Fine Gael and Labour could score own goal demonising opposition

The frightening fact of this election for the Government is that neither Fianna Fáil nor Sinn Féin are terrifying voters, writes Gerard Howlin
Fine Gael and Labour could score own goal demonising opposition

MICHEÁL MARTIN was never going to star as a bogeyman. It shouldn’t matter but, he has the best poster of any party leader. The cerise tie gives definition on the lamp post and the close-up shot cropped at the forehead before it becomes follically challenged is a well-constructed image. And time has passed. It is not 2011 and some hurt has healed. New anger has arisen and is now directed at the present incumbents. They are present tense and between the crosshairs now. They have a future tense narrative about keeping the recovery going. But too many of their proof points are past tense.

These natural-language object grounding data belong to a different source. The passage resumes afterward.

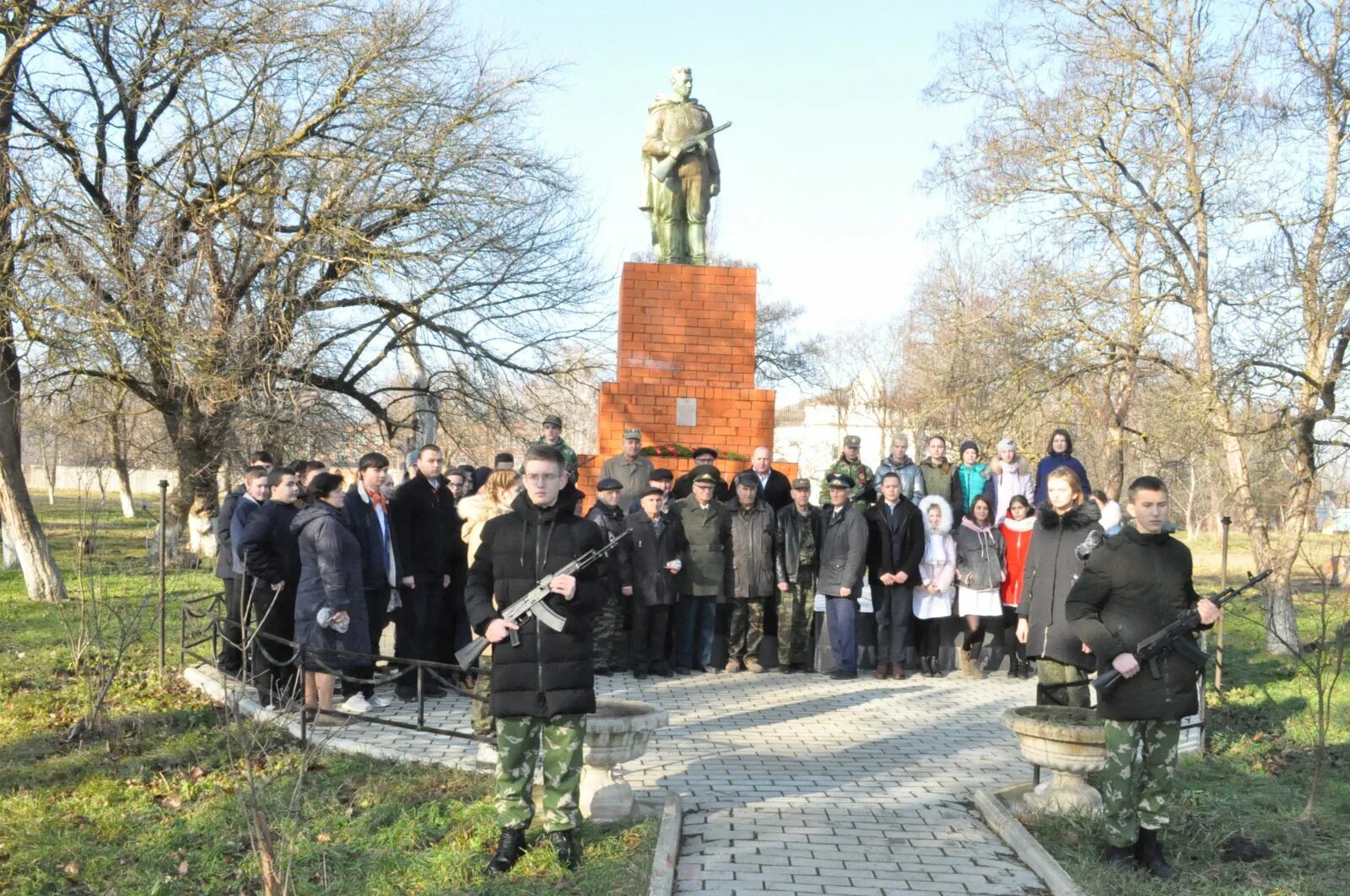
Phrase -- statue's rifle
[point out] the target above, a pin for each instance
(663, 169)
(533, 603)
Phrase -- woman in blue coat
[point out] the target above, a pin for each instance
(330, 579)
(1060, 454)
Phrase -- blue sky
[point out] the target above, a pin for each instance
(829, 137)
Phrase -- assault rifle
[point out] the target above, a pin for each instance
(533, 603)
(1174, 637)
(663, 169)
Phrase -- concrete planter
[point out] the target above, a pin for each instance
(1068, 741)
(618, 731)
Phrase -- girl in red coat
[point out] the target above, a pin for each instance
(1017, 536)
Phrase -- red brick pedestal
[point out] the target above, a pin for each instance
(686, 367)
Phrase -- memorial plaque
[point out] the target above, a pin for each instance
(686, 412)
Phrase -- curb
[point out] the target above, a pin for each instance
(667, 846)
(1010, 830)
(243, 698)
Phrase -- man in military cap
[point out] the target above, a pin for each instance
(554, 436)
(843, 560)
(863, 491)
(607, 650)
(706, 578)
(796, 560)
(631, 468)
(704, 457)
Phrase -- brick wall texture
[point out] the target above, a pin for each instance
(685, 332)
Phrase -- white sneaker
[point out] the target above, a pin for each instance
(355, 704)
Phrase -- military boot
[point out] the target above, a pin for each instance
(1149, 852)
(508, 850)
(567, 849)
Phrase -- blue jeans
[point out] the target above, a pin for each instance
(843, 621)
(694, 616)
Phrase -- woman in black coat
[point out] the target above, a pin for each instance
(1066, 533)
(330, 579)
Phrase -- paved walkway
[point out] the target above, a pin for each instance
(796, 783)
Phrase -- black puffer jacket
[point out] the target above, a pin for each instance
(330, 576)
(1133, 586)
(1059, 548)
(753, 551)
(648, 553)
(550, 672)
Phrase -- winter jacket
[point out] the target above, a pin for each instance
(1017, 540)
(911, 478)
(245, 510)
(224, 545)
(648, 553)
(938, 479)
(1009, 481)
(969, 483)
(378, 563)
(1050, 464)
(776, 493)
(634, 474)
(899, 549)
(843, 551)
(753, 551)
(979, 556)
(548, 672)
(1059, 548)
(427, 538)
(330, 576)
(709, 533)
(787, 540)
(270, 547)
(1133, 586)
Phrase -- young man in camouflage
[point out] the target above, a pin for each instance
(850, 464)
(1136, 583)
(543, 687)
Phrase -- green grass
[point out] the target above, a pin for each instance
(1255, 780)
(152, 802)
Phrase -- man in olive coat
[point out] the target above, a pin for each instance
(1136, 583)
(706, 576)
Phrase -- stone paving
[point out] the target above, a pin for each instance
(802, 785)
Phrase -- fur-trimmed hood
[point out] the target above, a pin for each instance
(1079, 517)
(945, 526)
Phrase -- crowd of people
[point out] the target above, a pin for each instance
(985, 545)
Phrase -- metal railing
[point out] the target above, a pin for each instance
(204, 614)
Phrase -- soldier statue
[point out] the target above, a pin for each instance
(679, 173)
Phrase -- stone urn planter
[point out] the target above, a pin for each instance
(618, 731)
(1068, 741)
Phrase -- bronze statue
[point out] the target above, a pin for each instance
(679, 173)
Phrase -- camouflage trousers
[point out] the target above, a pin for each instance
(481, 711)
(747, 629)
(1050, 672)
(609, 629)
(517, 749)
(1137, 783)
(796, 617)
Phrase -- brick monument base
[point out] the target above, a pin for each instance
(686, 369)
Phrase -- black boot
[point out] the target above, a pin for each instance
(569, 852)
(1149, 852)
(508, 850)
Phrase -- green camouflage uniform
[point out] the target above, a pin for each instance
(1134, 788)
(517, 749)
(864, 482)
(569, 455)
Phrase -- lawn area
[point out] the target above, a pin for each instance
(1255, 780)
(152, 802)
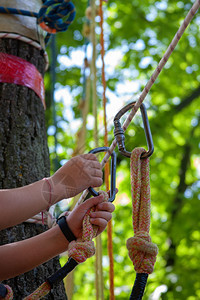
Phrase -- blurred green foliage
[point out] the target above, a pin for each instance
(142, 31)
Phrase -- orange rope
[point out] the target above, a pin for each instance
(109, 230)
(141, 250)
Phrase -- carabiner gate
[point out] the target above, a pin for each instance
(112, 175)
(119, 132)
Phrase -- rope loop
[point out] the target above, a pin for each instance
(81, 250)
(142, 252)
(56, 19)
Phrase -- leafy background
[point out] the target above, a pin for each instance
(136, 35)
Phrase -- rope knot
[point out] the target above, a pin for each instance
(81, 250)
(142, 252)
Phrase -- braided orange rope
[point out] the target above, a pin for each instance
(141, 250)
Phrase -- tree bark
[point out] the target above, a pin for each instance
(24, 159)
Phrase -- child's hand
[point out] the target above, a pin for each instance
(101, 217)
(75, 176)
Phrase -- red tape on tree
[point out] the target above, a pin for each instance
(14, 69)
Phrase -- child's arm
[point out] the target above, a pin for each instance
(19, 204)
(20, 257)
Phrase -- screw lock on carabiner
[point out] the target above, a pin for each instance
(119, 132)
(112, 175)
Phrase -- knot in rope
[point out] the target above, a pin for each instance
(81, 250)
(56, 19)
(84, 248)
(142, 252)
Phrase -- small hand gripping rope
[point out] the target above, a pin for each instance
(78, 252)
(141, 250)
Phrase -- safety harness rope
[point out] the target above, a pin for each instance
(142, 251)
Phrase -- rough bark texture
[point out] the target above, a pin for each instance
(24, 158)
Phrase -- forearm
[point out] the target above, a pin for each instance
(20, 257)
(19, 204)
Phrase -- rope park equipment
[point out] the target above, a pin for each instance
(52, 22)
(57, 19)
(136, 106)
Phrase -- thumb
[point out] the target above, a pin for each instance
(92, 202)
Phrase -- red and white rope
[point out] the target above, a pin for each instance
(4, 35)
(151, 81)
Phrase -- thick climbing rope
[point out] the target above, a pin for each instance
(78, 251)
(109, 227)
(98, 260)
(83, 248)
(142, 251)
(151, 81)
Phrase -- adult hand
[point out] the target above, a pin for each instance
(75, 176)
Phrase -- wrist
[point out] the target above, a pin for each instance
(66, 230)
(57, 193)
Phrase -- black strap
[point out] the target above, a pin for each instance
(139, 286)
(3, 290)
(62, 222)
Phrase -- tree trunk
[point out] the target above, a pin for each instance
(24, 159)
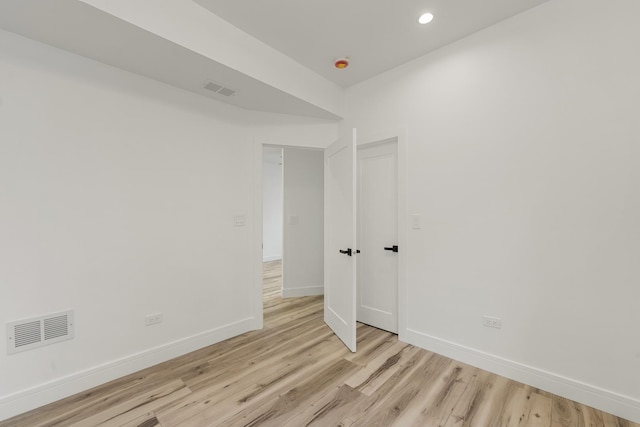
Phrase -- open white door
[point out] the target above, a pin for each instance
(340, 239)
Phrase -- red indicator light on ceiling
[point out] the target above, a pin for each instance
(341, 64)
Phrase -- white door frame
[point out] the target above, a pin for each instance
(364, 138)
(257, 312)
(398, 136)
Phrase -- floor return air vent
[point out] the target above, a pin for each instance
(32, 333)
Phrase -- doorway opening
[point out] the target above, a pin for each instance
(293, 221)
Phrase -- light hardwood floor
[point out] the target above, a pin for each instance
(295, 372)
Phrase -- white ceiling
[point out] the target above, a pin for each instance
(376, 34)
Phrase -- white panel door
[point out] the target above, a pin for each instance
(377, 275)
(340, 240)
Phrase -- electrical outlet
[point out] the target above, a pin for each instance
(492, 322)
(152, 319)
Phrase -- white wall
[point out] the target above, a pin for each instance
(524, 162)
(272, 204)
(303, 264)
(118, 196)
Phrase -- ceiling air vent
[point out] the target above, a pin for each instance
(39, 331)
(218, 88)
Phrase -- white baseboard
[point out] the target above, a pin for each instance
(605, 400)
(26, 400)
(302, 292)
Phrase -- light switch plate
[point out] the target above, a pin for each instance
(240, 220)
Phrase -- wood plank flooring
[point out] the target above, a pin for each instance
(295, 372)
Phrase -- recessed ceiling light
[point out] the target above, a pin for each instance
(425, 18)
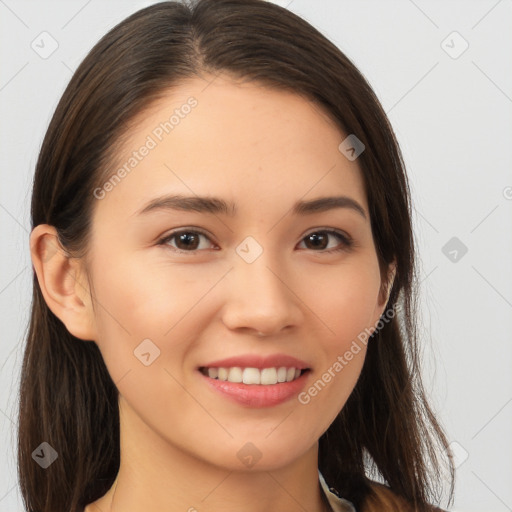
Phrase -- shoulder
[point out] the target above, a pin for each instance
(384, 499)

If Fianna Fáil and Sinn Féin would wreck the economy and be improvident, Fine Gael and Labour have let them off the hook. Their economic policy of the past year beginning with the Lansdowne Road Agreement and continuing into Budget 2016 has been irresponsible. More especially giving out €1.5bn in supplementary estimates for 2015 — as much as they provided on budget day itself — days before the budget last October, was a caricature of what the Government says the opposition parties would do. People aren’t stupid. They hear the pot calling the kettle black.